Les JO de Tokyo 2020 vus par Adrien Bart

Selfie, Adrien devant le bâtiment des Français au village olympique de Tokyo. — Coll. A. Bart

 Adrien est né en septembre 1991 à Orléans (Loiret). Son club de toujours est l’Association Sports et Loisirs de  Saint-Laurent-Blangy (Pas-de-Calais). Il a déjà deux olympiades au compteur et il prépare activement les Jeux de Paris puisqu’il dispose d’un quota qualificatif depuis les mondiaux de 2023. Ses deux participations olympiques en canoë monoplace sur 1 000 m se sont soldées par une seconde place en finale B à Rio et une quatrième place à Tokyo. En forte progression, il courra à Paris cet été 2024 avec beaucoup d’ambition…

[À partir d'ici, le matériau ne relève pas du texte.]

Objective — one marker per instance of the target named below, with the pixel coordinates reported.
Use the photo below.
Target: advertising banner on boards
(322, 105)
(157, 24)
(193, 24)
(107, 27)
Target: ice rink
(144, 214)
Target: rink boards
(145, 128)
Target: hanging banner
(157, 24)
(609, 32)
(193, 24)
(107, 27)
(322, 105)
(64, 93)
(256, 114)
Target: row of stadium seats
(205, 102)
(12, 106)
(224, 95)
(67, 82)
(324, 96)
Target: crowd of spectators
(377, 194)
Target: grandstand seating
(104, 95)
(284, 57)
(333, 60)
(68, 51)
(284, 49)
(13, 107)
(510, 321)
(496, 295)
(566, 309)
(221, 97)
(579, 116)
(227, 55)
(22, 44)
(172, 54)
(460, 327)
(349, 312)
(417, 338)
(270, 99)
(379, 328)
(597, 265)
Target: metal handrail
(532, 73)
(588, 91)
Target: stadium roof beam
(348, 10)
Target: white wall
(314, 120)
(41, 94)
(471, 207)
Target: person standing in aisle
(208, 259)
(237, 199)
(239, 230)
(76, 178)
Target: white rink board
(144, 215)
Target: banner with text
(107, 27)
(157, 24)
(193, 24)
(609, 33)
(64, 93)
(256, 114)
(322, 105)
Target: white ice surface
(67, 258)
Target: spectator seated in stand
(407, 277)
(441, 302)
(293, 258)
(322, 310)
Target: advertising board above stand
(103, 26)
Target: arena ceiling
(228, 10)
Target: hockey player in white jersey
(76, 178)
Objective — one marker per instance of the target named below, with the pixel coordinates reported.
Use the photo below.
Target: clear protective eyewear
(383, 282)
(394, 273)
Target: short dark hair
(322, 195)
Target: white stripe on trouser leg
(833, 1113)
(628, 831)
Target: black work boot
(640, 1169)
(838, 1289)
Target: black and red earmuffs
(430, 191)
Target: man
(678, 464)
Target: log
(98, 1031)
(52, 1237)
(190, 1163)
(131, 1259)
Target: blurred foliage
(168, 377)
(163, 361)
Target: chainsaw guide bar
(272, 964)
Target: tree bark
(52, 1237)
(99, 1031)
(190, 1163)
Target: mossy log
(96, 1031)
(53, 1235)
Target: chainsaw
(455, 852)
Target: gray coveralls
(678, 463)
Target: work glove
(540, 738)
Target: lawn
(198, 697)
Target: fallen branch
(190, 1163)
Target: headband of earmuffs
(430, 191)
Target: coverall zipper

Mieux connaître mon parcours.

C’est Bertrand Fauquet, champion du monde de C1 marathon, qui s’occupait des jeunes au club. J’ai directement commencé par le canoë à l’âge de 13 ans, en 2005 avec ma première licence. Il m’a mis dans un bateau avec stabilisateur. Avant de naviguer, j’ai beaucoup nagé. J’avais commencé par la natation vers 11 ans, nager ne me gênait pas trop. Après un stage d’été au club de Saint-Laurent, je me suis orienté vers la compétition en course en ligne, c’est la discipline principale de ce club au riche palmarès.

 

Rio fut ma première expérience olympique

Après mes premières années sénior en C2 avec Romain et Mathieu Beugnet du club de Saint-Laurent Blangy comme moi. Nous échouons avec Mathieu aux sélections en C2 avant les championnats du monde de Milan en 2015. Je choisi avec Nicolas Maillotte, mon entraîneur de l’époque, de recentrer ma préparation sur le monoplace. Ce fut avec succès puisque je remporte les sélections nationales à Mantes juste devant mon mentor et ami Mathieu Goubel.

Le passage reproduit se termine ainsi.